Wheaton will stage its annual New Plays Festival on Saturday and Sunday, April 2 and 3, and one of the works getting its debut will be a piece by Laura Goldstein.
Early preview. I started doing theatre in the eighth grade, and I decided right then and there that I would make a career out of it. When I visited Wheaton, I was blown away by Clinton O’Dell‘s set for “Dracula” and by the friendly-yet-professional atmosphere of the department. I have been involved in productions since my very first semester. Since then, I have built sets, done sound design, been a stagehand, assistant directed, stage managed and acted. And now I’m directing and writing; I’ve discovered that playwriting is really what I want to do with my life.
The plot. My play is called “The Va-Jay-Jay Play.” It is a dark comedy that follows a feminist superhero, Average Jane, and chronicles her journey through a swarm of politics and media that is increasingly hostile to women. I don’t know exactly what put the idea into my head. But there was a lot of anti-woman sentiment from certain politicians who call themselves feminists.
Inspiring words. [Visiting artist and playwright] Suzan-Lori Parks was really essential in helping me get over my fears and inhibitions about writing and just do it. She gave us a number of “suggestions,” which consisted of everything from “entertain all of your far-out ideas” to “get out of your own way.” In a later discussion, she told us that having an artistic license entitles you to do whatever you want. This was exactly the advice I needed, and it reshaped my ideas about playwriting.
Performance art. Theatre is the original platform for acting out our societal fears and anxieties. It’s this amazing communal art form that involves so many people. It asks the audience to engage rather than to passively watch. And it’s prevailed through centuries and become so many different things. The reason I think I’ve been so drawn to playwriting is that as an activist, it allows me to have a platform to reach many people.

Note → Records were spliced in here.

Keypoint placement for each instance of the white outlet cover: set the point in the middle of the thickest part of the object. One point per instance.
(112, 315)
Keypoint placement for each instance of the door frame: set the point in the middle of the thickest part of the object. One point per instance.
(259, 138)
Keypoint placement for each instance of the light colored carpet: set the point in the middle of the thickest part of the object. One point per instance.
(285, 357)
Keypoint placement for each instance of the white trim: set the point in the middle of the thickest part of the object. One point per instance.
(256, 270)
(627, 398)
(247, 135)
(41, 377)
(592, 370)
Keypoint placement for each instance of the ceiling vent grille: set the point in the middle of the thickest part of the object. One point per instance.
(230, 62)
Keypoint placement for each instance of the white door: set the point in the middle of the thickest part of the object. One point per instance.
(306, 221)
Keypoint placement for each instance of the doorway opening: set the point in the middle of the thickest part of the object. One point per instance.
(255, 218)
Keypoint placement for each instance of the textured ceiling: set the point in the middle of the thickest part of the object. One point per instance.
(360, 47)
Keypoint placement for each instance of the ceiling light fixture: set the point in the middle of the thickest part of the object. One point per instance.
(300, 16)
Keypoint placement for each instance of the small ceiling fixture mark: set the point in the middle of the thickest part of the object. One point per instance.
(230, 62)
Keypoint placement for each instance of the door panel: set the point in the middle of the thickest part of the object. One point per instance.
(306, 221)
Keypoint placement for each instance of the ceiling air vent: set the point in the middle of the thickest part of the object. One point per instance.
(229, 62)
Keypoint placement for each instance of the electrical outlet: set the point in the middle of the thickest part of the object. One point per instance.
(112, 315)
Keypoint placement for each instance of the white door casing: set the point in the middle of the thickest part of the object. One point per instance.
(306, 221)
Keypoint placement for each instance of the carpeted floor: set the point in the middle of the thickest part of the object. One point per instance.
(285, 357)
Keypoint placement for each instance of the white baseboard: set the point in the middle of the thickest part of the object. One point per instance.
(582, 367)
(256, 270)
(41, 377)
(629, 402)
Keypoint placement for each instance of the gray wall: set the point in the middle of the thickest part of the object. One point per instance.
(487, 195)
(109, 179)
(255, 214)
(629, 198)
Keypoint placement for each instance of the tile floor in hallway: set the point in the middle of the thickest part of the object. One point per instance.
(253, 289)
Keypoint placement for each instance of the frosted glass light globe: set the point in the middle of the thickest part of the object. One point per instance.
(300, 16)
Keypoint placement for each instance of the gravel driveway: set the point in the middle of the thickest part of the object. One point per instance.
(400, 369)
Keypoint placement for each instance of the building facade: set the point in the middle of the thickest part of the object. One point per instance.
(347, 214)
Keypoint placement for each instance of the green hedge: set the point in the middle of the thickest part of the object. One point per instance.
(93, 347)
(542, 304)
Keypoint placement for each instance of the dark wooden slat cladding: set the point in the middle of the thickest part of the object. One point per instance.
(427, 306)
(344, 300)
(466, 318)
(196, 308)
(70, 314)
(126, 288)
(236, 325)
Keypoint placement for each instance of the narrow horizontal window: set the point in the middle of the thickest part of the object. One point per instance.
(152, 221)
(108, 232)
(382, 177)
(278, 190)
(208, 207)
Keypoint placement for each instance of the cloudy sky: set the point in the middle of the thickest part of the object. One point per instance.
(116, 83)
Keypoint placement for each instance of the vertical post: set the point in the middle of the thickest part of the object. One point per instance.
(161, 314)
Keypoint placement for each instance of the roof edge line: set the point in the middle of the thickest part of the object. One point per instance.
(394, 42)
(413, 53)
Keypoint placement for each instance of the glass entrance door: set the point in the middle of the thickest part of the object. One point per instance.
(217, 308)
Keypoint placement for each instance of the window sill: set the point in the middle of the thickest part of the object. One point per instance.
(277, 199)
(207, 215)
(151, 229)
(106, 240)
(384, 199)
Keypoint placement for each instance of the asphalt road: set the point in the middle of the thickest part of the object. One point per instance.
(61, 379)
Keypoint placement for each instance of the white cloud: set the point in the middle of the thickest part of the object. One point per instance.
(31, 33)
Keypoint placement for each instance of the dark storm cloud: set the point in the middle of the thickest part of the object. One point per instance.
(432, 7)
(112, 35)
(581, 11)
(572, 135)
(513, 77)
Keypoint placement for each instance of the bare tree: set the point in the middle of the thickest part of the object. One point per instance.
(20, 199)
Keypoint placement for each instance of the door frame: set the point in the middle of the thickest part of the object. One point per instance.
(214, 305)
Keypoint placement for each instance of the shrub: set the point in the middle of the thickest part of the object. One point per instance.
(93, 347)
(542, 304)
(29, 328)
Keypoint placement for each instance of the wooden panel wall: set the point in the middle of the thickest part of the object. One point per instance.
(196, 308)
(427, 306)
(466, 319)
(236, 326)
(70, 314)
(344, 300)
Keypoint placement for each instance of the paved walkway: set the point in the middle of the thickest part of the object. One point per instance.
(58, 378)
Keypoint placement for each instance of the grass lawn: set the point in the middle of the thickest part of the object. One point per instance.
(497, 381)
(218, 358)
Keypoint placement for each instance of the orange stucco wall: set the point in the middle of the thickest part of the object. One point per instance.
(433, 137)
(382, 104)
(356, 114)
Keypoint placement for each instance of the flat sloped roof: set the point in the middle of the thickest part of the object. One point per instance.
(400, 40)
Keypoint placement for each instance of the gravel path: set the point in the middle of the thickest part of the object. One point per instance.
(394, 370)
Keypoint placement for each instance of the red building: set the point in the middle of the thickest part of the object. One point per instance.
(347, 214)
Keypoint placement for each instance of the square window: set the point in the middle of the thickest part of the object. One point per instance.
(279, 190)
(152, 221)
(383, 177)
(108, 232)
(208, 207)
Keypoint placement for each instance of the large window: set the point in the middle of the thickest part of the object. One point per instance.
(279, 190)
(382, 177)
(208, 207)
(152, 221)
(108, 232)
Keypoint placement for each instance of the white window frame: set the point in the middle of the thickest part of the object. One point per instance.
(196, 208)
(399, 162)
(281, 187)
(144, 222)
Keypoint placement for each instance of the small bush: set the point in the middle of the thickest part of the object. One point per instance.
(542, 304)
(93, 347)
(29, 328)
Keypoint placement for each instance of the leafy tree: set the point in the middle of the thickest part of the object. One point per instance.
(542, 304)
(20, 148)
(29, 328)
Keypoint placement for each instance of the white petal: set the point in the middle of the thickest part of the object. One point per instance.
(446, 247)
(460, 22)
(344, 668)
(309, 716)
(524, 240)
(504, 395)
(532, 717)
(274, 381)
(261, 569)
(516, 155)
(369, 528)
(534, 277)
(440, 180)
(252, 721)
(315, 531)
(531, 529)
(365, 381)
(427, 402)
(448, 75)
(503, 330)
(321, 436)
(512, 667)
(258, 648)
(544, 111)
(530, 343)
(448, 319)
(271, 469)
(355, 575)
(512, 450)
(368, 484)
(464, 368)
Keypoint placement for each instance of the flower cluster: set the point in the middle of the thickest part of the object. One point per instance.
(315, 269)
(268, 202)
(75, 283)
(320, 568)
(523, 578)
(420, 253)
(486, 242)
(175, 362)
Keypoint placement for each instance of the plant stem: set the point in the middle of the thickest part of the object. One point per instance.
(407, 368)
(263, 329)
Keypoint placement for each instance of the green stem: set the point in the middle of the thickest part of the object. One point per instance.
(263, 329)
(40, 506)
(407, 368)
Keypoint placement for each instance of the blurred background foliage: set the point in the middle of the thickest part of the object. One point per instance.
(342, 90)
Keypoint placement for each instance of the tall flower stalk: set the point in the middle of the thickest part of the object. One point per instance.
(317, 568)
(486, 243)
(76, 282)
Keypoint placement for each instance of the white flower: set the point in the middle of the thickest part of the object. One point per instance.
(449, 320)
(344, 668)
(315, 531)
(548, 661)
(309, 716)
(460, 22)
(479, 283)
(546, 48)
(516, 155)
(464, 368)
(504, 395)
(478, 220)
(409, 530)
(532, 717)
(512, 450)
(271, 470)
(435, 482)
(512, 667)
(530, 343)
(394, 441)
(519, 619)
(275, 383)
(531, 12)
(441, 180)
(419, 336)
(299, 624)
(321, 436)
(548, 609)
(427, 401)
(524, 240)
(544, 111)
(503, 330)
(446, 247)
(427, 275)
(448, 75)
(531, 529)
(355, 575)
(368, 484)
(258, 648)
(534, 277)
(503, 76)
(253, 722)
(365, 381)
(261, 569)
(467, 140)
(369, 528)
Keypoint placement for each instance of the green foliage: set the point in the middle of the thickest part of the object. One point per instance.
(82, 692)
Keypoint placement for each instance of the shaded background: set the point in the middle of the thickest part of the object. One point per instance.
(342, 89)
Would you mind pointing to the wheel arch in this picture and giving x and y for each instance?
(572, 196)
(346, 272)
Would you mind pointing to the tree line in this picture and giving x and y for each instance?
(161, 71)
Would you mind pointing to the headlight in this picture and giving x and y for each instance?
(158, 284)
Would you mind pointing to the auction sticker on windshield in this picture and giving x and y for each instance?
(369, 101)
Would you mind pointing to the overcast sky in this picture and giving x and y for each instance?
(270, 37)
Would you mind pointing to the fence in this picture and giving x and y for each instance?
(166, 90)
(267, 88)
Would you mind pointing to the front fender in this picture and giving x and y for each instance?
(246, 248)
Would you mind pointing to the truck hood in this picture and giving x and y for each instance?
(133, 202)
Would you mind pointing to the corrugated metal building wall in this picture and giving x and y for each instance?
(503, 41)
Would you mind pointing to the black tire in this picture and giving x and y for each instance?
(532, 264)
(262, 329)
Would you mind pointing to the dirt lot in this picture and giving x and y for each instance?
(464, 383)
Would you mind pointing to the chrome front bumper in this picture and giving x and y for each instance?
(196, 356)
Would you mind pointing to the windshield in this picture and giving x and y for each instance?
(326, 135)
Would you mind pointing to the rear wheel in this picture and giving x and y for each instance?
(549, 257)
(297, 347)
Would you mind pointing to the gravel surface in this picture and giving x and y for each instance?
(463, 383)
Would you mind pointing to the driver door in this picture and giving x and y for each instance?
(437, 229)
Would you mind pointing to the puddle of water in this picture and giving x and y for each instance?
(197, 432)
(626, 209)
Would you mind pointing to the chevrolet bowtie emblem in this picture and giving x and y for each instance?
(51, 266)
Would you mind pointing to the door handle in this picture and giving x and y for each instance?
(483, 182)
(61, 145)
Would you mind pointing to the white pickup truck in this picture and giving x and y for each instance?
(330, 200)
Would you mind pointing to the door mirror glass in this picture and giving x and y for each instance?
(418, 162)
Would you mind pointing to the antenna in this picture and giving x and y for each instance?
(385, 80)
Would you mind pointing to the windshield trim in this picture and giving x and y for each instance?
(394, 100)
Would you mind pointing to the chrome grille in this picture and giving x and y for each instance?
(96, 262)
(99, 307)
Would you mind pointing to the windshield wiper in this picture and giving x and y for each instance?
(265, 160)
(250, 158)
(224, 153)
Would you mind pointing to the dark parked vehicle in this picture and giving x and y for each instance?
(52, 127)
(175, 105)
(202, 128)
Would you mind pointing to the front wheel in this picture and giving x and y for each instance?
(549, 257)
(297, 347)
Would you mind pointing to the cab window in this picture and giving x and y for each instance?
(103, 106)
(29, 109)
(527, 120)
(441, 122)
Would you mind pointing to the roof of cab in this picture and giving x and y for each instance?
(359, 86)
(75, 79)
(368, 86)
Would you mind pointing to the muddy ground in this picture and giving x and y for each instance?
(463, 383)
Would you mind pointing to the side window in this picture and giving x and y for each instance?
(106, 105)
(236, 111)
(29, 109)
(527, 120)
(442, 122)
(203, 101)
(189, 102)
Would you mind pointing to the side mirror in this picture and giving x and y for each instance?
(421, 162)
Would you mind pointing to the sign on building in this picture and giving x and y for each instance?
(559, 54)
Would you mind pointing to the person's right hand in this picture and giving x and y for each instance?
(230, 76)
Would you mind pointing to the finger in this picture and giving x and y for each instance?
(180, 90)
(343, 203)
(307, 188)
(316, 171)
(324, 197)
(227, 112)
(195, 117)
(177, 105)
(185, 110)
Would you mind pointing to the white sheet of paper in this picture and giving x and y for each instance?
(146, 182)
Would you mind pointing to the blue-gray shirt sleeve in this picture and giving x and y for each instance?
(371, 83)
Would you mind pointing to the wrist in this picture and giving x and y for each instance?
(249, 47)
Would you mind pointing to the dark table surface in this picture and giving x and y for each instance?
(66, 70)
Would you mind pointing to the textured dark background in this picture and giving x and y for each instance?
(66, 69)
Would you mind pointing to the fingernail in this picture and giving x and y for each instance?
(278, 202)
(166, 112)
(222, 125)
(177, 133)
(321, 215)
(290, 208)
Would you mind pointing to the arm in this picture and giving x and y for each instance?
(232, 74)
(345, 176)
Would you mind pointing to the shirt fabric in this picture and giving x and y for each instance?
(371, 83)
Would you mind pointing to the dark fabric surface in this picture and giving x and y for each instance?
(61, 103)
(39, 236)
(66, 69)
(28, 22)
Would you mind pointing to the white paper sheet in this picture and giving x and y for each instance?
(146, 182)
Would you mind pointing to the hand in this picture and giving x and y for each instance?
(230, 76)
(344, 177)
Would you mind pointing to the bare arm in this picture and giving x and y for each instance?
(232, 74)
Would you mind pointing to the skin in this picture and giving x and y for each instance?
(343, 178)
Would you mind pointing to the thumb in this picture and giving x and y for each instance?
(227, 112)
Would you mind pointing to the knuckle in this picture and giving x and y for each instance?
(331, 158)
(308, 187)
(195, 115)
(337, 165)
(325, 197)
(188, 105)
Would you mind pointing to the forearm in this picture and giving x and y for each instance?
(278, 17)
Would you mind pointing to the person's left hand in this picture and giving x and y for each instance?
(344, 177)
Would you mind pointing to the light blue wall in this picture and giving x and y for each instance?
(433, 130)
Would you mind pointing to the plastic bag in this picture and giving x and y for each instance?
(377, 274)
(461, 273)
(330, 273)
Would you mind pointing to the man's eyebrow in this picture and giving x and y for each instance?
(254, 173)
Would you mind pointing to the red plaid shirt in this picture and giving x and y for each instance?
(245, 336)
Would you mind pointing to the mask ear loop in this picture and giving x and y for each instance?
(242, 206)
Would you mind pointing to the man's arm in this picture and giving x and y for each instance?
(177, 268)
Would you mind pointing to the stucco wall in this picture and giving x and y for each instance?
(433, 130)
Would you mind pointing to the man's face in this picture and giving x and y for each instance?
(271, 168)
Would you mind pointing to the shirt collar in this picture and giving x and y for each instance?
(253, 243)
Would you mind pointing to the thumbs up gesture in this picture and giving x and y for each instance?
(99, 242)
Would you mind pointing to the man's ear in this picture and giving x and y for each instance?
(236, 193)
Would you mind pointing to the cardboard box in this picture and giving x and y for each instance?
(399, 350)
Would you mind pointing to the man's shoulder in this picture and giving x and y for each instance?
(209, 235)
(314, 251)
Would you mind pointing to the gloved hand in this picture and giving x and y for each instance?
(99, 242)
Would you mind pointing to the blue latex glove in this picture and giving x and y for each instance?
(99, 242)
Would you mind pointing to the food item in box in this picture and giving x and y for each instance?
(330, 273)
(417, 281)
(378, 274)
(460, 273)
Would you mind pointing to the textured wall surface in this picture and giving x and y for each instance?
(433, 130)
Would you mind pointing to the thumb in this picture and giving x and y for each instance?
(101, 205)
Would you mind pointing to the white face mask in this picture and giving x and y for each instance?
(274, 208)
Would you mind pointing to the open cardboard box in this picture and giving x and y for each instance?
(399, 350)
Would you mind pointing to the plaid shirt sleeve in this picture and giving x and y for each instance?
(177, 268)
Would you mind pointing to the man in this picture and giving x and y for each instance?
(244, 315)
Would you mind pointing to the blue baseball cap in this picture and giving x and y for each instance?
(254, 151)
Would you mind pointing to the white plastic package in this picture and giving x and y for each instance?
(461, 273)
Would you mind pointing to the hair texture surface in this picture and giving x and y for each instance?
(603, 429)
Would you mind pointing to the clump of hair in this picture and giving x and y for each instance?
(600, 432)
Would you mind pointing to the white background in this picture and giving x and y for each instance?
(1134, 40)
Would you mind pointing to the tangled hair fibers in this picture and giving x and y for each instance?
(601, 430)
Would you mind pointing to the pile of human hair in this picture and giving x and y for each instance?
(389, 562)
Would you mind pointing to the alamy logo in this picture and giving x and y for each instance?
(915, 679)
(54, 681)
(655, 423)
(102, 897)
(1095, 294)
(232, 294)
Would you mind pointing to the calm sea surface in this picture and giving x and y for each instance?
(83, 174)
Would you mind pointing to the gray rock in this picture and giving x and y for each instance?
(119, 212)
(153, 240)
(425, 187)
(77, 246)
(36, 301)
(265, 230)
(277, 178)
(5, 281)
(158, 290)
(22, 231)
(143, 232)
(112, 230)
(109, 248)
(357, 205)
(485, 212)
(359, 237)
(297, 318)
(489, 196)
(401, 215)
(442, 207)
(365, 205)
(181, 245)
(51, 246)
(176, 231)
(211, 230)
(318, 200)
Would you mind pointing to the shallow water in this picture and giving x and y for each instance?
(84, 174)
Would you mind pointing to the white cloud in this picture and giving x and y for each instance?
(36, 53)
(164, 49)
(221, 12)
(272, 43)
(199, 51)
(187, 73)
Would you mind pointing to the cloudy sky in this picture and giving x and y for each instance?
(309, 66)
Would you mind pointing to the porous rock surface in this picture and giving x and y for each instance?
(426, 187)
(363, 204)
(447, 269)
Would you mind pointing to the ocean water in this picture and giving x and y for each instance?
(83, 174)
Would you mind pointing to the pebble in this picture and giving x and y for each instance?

Role playing. In my Theatre and Social Change class, we studied how theatre can be used to facilitate discussions about sexuality, race, gender, religion, and politics. We studied everything from playwrights like Eve Ensler and David Hare to Augusto Boal’s Theatre of the Oppressed, a form that began in Brazil as a means of educating through interactive performances. We also had the opportunity to work with performance artist Tim Miller, whose work deals with issues of sexuality, marriage equality and immigration. Professor Jennifer Madden once told me that all art is political, and I think that I’ve really started to see the truth in that.